For years, Turkish leaders, particularly President Recep Tayyip Erdogan, have criticized the global nuclear order, highlighting Israel’s assumed arsenal as an example of unequal enforcement. This discourse has grown more urgent following the 2023 Gaza war and as U.S. and Israeli pressure on Iran intensifies. Ankara now argues that if Iran acquires nuclear weapons, other regional states will rush to follow, potentially forcing Turkey into a race it has historically opposed. The core concern is a regional logic where nuclear capability becomes the sole guarantee against regime-threatening force, leaving non-nuclear states strategically exposed.
This shift occurs against a backdrop of eroding arms control and intensifying great power competition. Turkey, positioning itself as a major regional power with expansive diplomatic and security roles, sees nuclear latency—the capacity to develop weapons quickly—as potential leverage. It possesses foundational elements for a civil nuclear program, including the Akkuyu power plant project with Russia, growing expertise, and domestic thorium resources. However, significant political and legal barriers exist. As a party to the Nuclear Non-Proliferation Treaty (NPT), an overt weapons program would risk severe sanctions, diplomatic isolation, and economic damage, given Turkey’s deep integration with global markets.
The more immediate risk is not a sudden Turkish bomb, but a regional slide toward a “threshold era,” where multiple states maintain latent capabilities. Analysts note that discussions about security arrangements, including potential extensions of deterrence from Pakistan to Gulf states like Saudi Arabia, are normalizing the idea of proliferation as a defensive measure. Such networks could compress development timelines and complicate monitoring.

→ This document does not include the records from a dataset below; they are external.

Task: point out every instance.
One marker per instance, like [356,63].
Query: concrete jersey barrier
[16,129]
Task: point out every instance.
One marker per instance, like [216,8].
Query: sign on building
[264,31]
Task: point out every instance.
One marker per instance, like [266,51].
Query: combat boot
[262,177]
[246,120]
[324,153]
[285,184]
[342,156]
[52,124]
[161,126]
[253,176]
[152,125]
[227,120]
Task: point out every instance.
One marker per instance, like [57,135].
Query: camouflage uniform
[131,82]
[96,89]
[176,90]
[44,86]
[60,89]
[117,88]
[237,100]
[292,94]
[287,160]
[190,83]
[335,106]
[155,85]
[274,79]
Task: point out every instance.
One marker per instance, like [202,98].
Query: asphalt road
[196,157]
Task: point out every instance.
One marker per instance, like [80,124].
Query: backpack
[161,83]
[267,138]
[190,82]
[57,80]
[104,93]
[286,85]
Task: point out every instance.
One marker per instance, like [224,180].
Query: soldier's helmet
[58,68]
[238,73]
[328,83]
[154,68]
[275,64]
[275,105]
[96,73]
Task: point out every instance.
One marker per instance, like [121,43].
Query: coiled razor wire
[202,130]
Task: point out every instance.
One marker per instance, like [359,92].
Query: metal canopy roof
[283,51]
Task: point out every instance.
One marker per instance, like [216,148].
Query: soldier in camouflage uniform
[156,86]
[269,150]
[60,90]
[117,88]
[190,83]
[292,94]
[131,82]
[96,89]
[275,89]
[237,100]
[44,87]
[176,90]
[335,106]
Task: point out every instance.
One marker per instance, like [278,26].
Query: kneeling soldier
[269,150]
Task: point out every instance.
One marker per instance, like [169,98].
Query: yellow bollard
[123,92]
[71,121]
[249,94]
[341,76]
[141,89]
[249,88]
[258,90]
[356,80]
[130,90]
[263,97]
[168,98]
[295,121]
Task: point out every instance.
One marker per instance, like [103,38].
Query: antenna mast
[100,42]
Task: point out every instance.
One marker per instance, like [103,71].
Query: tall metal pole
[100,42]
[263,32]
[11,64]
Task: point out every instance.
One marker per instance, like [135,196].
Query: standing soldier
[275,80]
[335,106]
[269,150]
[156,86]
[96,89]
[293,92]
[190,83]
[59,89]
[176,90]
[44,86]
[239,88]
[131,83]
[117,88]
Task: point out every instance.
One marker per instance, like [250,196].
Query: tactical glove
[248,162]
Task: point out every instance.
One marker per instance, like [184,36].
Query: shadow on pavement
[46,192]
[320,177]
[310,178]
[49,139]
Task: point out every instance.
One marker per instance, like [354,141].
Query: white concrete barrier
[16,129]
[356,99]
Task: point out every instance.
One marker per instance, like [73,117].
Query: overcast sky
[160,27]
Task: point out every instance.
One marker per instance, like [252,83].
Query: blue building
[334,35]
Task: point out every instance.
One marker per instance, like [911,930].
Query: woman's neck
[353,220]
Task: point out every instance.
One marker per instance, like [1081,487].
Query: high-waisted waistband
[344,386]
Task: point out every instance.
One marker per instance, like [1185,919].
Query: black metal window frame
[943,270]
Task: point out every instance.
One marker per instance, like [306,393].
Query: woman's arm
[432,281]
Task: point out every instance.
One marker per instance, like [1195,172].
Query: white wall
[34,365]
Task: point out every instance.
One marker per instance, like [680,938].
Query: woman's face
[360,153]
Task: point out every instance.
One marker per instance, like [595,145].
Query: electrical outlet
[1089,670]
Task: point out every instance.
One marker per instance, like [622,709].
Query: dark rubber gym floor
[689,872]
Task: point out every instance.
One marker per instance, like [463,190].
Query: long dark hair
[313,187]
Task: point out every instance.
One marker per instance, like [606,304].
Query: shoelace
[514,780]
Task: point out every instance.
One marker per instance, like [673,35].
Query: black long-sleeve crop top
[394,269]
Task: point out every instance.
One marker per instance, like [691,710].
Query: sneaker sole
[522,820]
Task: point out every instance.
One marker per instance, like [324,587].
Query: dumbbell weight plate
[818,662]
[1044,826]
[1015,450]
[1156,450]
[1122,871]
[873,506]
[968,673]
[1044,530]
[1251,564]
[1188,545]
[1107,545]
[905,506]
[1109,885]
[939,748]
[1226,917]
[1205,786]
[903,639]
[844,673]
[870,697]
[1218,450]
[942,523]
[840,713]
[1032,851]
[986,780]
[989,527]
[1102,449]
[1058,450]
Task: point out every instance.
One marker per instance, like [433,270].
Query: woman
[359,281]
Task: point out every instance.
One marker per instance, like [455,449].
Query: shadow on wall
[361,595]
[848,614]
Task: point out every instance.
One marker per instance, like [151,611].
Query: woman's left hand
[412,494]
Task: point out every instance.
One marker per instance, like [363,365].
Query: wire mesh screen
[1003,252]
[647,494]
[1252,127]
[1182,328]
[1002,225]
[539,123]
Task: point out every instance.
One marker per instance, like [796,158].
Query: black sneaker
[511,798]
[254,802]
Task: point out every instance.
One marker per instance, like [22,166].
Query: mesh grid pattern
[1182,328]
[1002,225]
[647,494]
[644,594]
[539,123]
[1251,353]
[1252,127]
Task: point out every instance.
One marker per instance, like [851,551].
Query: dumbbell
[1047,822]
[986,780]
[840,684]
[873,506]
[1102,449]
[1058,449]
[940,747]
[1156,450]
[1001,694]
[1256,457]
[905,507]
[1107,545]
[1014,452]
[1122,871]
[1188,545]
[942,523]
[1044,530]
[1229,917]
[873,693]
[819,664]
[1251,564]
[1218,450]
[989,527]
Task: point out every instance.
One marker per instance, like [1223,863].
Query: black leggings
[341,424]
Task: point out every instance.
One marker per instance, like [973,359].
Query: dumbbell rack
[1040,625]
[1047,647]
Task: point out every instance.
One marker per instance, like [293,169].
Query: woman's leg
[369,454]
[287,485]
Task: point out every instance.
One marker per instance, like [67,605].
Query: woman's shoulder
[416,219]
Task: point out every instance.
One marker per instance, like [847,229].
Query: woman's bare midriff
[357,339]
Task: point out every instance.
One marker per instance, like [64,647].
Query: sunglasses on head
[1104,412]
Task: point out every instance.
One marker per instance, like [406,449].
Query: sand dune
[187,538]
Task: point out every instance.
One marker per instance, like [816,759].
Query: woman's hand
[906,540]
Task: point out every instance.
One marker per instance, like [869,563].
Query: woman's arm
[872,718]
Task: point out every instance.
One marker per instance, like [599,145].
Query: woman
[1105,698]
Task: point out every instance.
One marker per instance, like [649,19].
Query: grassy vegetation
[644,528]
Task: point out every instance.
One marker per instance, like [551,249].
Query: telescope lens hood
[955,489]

A Turkish nuclear weapons program would fundamentally alter regional and global security. It would challenge Turkey’s decades-long NATO anchor, potentially weakening Western influence and emboldening a more autonomous, risk-prone Turkish foreign policy. Disputes over Eastern Mediterranean resources, Syria, and alliance solidarity would become harder to manage under a nuclear shadow.
Ultimately, Turkey’s signaling is a warning that the current path risks unraveling the non-proliferation regime. To prevent a cascade, experts argue, the international community must address the perceived illegitimacy of the nuclear order and pursue inclusive security guarantees. Without restoring the credibility of universal rules, the Middle East may edge toward a crowded, unstable deterrence environment where miscalculation heightens the risk of catastrophe.